Hi Omar,
I am not 100% sure what redundant expressions you saw in my code. Is this about using reverse() instead of having two for loops?
In your initial query, the path…
collection('_qdb-TEI-02__cache')//*[@order="none"]/_:d
…was evaluated four times. If you bind it to a variable, it will only be evaluated once. In addition, using child steps instead // is faster, too (in many cases, BaseX will rewrite your path for you).
I don't quite get how I would do incremental changes to the entries ordered by a key. I so an incremental update by just getting the updated pre values for the database that was changed. That is reasonably fast even with incremental attribute index update.

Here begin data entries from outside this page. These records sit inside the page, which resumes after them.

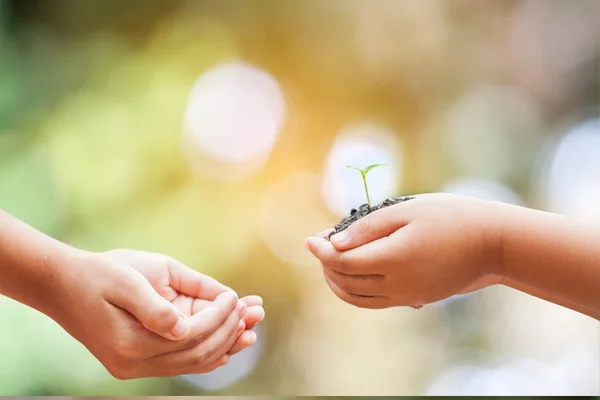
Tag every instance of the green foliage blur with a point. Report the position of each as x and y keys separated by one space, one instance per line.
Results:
x=92 y=99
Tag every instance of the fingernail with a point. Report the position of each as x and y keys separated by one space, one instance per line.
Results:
x=242 y=309
x=181 y=328
x=340 y=238
x=229 y=296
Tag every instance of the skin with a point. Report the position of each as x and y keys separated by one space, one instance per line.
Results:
x=439 y=245
x=140 y=314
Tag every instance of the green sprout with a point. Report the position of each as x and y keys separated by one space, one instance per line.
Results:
x=363 y=174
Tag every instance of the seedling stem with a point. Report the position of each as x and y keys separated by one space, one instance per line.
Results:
x=363 y=174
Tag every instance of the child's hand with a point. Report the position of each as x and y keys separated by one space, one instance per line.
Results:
x=413 y=253
x=189 y=290
x=144 y=314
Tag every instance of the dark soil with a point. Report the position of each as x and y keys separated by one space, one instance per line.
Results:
x=365 y=210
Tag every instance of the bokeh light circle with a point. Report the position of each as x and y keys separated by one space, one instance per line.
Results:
x=234 y=116
x=361 y=145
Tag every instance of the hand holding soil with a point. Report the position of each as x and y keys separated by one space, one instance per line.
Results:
x=438 y=245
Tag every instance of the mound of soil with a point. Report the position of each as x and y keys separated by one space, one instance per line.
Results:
x=363 y=211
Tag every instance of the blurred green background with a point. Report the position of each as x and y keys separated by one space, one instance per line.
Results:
x=217 y=132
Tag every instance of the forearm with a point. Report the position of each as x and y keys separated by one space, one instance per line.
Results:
x=29 y=263
x=552 y=257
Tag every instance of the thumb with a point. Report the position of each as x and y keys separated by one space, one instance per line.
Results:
x=375 y=225
x=156 y=313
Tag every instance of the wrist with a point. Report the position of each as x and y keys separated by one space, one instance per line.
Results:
x=52 y=295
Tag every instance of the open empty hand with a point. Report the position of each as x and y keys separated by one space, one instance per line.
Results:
x=144 y=314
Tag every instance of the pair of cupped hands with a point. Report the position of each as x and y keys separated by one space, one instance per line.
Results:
x=157 y=317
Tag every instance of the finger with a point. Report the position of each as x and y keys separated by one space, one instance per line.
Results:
x=192 y=283
x=198 y=358
x=202 y=325
x=351 y=262
x=200 y=304
x=210 y=319
x=325 y=233
x=378 y=224
x=376 y=302
x=364 y=285
x=254 y=316
x=241 y=327
x=247 y=339
x=252 y=300
x=136 y=295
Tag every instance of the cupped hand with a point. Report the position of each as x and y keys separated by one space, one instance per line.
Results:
x=144 y=314
x=413 y=253
x=188 y=290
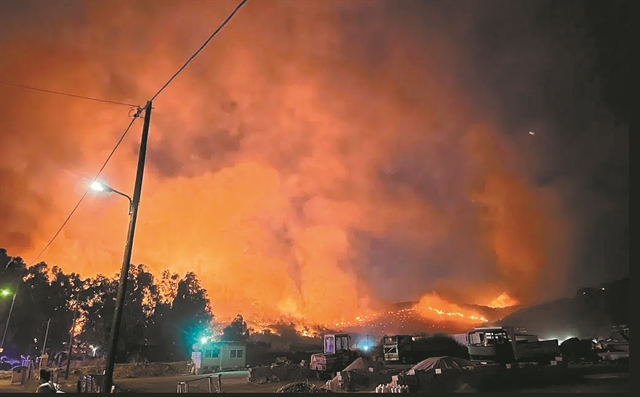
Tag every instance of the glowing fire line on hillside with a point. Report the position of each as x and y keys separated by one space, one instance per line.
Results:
x=431 y=307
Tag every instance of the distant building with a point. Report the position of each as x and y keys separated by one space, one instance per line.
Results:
x=221 y=356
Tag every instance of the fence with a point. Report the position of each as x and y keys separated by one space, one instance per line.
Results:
x=207 y=384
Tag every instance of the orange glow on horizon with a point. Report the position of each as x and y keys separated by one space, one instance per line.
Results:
x=433 y=307
x=502 y=301
x=278 y=161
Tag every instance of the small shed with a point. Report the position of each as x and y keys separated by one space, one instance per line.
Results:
x=222 y=356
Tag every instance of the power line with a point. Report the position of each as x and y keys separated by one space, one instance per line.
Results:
x=126 y=131
x=215 y=32
x=69 y=95
x=139 y=110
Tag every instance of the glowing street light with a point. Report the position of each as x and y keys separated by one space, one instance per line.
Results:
x=5 y=293
x=101 y=187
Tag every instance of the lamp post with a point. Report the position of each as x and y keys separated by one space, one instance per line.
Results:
x=101 y=187
x=5 y=293
x=126 y=260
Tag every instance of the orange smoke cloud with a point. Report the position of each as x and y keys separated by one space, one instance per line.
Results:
x=303 y=139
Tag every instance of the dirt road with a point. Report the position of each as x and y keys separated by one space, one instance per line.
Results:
x=236 y=382
x=232 y=382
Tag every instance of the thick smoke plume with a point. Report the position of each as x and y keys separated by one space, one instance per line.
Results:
x=318 y=159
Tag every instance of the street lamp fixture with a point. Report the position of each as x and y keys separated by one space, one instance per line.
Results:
x=101 y=187
x=5 y=293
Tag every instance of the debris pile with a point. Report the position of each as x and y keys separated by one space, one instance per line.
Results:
x=391 y=388
x=276 y=372
x=302 y=387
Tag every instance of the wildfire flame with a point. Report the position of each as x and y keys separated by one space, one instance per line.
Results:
x=502 y=301
x=433 y=307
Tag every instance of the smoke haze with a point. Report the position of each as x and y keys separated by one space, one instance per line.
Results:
x=316 y=155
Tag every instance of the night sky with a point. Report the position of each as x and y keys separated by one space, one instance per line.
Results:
x=384 y=149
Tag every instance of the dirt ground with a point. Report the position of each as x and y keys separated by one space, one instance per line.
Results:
x=236 y=382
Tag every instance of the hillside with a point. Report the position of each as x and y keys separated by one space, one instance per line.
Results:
x=589 y=314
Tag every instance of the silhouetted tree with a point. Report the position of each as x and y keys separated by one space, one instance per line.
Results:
x=190 y=314
x=237 y=331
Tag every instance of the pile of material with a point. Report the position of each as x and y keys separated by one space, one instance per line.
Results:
x=443 y=363
x=302 y=387
x=277 y=372
x=364 y=365
x=361 y=374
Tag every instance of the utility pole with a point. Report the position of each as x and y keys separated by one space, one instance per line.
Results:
x=73 y=334
x=44 y=357
x=126 y=260
x=6 y=327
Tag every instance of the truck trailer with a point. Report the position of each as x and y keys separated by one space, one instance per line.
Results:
x=503 y=345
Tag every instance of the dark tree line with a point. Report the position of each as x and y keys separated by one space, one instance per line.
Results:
x=168 y=311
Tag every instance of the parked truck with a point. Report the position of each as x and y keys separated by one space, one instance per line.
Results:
x=411 y=349
x=503 y=345
x=337 y=355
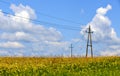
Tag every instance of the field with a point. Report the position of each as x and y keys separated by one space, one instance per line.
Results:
x=59 y=66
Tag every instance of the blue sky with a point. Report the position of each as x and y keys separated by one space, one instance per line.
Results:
x=57 y=37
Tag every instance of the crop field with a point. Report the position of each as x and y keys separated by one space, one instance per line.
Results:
x=59 y=66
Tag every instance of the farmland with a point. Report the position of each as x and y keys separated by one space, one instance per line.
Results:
x=59 y=66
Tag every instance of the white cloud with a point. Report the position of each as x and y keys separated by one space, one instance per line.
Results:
x=17 y=32
x=104 y=33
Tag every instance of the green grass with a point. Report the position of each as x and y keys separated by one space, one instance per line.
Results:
x=33 y=66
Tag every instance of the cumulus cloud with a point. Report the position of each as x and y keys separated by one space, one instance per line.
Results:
x=17 y=31
x=103 y=31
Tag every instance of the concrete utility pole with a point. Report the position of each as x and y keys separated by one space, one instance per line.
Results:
x=71 y=49
x=89 y=42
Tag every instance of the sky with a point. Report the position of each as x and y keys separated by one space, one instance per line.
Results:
x=49 y=27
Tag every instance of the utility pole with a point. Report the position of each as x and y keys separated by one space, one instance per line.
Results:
x=71 y=49
x=89 y=42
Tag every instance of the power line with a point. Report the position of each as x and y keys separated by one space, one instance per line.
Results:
x=44 y=22
x=57 y=18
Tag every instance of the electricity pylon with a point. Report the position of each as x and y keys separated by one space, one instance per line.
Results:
x=71 y=49
x=89 y=42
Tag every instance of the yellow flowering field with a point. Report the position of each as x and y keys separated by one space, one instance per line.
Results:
x=59 y=66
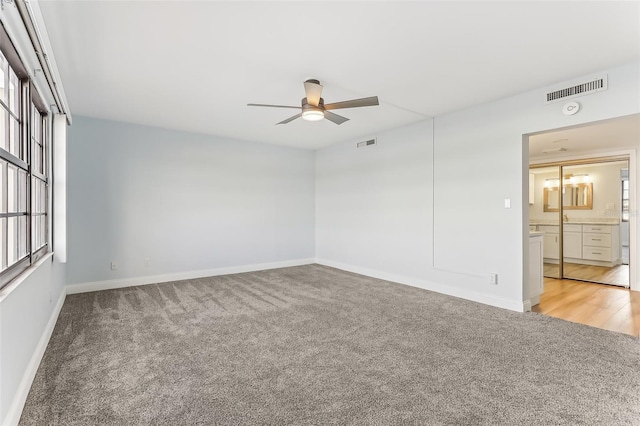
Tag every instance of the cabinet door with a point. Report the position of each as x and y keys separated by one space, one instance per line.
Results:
x=572 y=245
x=551 y=246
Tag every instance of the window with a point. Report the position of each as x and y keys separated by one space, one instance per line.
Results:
x=24 y=182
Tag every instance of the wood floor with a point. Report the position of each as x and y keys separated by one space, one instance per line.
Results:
x=602 y=306
x=618 y=275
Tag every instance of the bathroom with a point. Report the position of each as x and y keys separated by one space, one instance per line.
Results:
x=590 y=233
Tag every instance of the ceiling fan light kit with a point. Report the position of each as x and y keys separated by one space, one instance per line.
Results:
x=314 y=109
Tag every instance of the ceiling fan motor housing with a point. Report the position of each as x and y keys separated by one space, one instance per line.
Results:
x=312 y=112
x=307 y=107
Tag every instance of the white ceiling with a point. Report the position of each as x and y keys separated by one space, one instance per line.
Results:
x=194 y=65
x=608 y=135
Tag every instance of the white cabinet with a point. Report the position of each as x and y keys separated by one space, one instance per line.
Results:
x=572 y=241
x=551 y=242
x=589 y=244
x=601 y=243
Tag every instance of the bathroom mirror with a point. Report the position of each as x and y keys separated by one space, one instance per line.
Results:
x=578 y=196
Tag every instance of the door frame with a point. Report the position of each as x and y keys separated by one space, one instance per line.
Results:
x=588 y=159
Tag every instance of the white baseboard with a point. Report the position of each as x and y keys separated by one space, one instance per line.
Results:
x=155 y=279
x=17 y=405
x=512 y=305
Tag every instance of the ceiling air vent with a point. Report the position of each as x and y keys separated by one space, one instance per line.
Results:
x=366 y=143
x=592 y=85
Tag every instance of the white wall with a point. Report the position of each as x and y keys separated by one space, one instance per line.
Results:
x=27 y=316
x=478 y=160
x=373 y=203
x=186 y=202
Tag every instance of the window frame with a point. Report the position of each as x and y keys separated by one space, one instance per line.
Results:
x=29 y=102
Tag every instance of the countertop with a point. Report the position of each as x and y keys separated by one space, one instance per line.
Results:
x=577 y=222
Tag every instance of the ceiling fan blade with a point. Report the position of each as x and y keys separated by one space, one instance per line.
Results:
x=338 y=119
x=313 y=89
x=290 y=119
x=353 y=103
x=275 y=106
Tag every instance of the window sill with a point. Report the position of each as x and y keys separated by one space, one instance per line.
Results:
x=5 y=292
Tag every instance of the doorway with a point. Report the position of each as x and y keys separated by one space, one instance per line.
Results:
x=582 y=209
x=589 y=227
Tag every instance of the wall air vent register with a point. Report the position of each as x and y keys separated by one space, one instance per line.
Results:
x=592 y=85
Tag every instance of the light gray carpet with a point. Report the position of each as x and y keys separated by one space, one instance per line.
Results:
x=315 y=345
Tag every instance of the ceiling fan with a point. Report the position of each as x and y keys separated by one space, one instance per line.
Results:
x=314 y=109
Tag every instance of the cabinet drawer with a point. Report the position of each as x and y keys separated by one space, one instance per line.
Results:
x=548 y=228
x=599 y=240
x=600 y=229
x=596 y=253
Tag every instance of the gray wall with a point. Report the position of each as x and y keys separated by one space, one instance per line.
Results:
x=186 y=202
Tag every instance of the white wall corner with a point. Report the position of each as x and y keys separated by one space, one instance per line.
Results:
x=12 y=417
x=178 y=276
x=498 y=302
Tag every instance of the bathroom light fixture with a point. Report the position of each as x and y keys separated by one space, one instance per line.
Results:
x=313 y=114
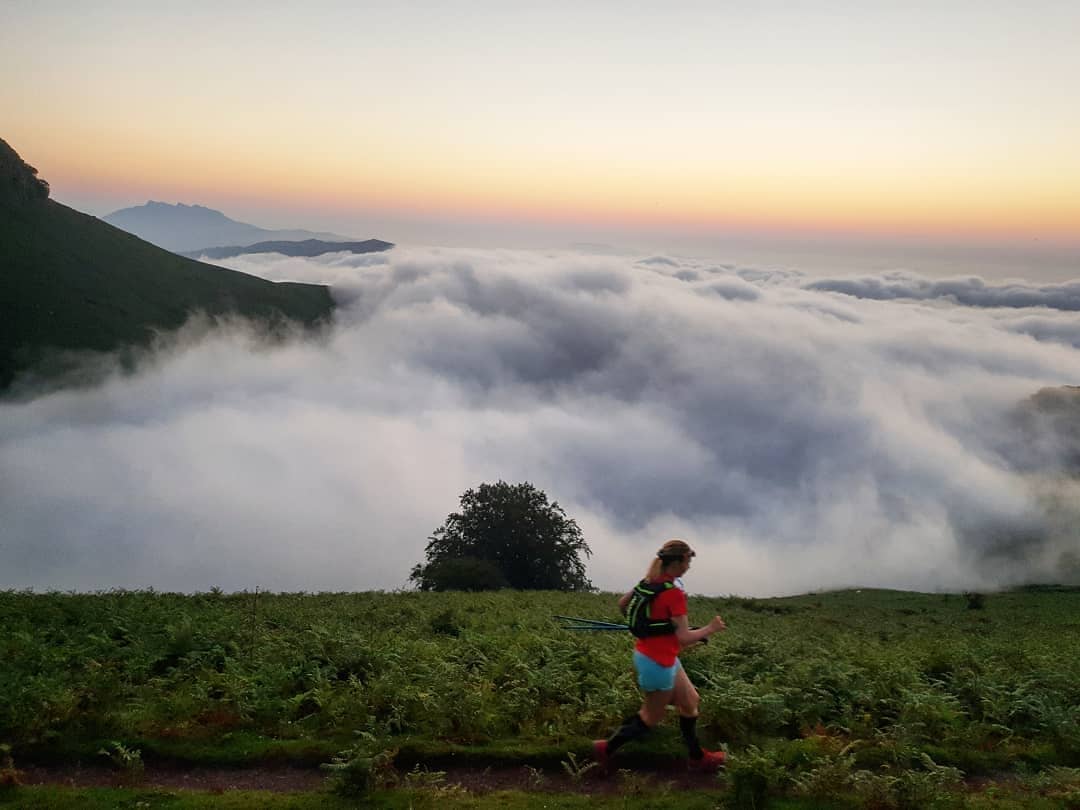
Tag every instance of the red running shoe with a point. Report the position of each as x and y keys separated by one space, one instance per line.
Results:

Just two ideas: You can store the data sets of your main database in a pre-sorted fashion. Incremental entries can be sorted on-the-fly in your query, and the results can then be merged with the sorted entries of the main database. Another approach is to store the references and the index keys in your index database. The incremental entries can be merged with the sorted index entries (by looking at the index keys, which are available in both data structures).
I was not sure what is a lot of data in BaseX.
True, that’s difficult to tell in general; it always depends on the context.
... ! db:open-pre(./@db_name, ./@pre)
In BaseX 9.3, it will be possible to supply integer sequences as second argument; this may speed up your query a little.